Extended/Graduated

The extended and graduated plans are both less common than income-driven plans and the standard plan, but they still can have some advantages for some federal loan borrowers. The extended plan is a good option if a parent PLUS borrower is having difficulty paying for loans and needs an extended period to afford monthly payments. The graduated plan has been largely replaced by income-driven plans, but can still be an option if the borrower is scared of tax implications of loan forgiveness.

Extended

The extended plan allows a borrower with over $30,000 in federal loans to extend the repayment term to 25 years if you are a new borrower as of October 7, 1998 or later. The $30,000 cannot be a combination of FFEL and Direct though. If you have $40,000 in FFEL loans and $10,000 in Direct loans, only the FFEL loans are eligible because they are kept separate when determining Extended plan eligibility.
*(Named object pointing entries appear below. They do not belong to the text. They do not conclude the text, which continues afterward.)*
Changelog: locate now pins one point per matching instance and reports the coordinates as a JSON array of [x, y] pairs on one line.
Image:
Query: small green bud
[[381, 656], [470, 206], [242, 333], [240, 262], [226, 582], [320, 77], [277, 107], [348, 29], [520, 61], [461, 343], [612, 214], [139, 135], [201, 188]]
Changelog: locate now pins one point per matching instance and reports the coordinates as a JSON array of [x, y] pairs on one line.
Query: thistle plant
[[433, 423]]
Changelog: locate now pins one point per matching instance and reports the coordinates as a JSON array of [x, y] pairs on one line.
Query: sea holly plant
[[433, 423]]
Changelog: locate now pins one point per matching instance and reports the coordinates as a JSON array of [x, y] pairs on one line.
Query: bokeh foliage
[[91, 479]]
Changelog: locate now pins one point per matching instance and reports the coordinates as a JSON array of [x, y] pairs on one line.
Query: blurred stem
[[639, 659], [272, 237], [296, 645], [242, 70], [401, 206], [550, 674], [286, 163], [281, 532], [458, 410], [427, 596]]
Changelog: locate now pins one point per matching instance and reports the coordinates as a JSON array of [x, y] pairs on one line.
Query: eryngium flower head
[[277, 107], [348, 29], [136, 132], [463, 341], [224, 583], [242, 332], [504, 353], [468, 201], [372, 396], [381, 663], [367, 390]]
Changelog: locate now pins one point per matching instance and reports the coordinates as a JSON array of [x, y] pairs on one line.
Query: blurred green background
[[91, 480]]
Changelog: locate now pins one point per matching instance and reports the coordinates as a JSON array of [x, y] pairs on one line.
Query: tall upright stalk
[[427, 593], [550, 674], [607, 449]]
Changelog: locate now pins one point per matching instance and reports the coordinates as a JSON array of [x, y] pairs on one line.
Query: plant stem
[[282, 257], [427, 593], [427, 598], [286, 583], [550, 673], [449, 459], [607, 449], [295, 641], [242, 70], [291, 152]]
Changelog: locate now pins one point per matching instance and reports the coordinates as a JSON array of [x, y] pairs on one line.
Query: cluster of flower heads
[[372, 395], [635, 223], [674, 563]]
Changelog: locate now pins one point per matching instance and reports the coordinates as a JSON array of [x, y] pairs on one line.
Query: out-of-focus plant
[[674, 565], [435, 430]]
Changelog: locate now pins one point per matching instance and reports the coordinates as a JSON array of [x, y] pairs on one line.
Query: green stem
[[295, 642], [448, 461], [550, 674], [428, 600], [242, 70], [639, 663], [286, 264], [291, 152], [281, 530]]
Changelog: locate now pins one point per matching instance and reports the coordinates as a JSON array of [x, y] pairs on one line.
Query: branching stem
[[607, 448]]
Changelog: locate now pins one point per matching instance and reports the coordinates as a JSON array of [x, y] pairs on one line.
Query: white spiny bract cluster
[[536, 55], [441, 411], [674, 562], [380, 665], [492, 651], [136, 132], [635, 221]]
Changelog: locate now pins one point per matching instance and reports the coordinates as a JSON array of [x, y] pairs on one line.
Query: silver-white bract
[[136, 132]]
The extended plan has minimal usage if you are having trouble paying your loans because you will end up paying a lot more interest over time. Income-driven plans are usually better options unless you are a parent PLUS loan borrower because these are unavailable for the more popular income-driven plans. You are going to be paying a lot more interest over the life of the loan if you extend from 10 to 25 years, but this could provide a relief from excessive payments if necessary.

Graduated

Graduated plan payments start out low and gradually increase until the balance is paid off. The graduated plan resets payments every two years so that the increase is not too much of a shock. This can be applied to the standard 10 year plan for individual loans and over the course of a consolidation loan with a longer term. The payment will never be less than accruing interest under this plan, so the balance will never increase. This makes it easier for you earlier on by keeping payments low, but you will end up paying more interest than under the standard plan. Finally, the entire balance is repaid so there is no loan forgiveness and thus no tax bill at the end like what could happen with income-driven plans.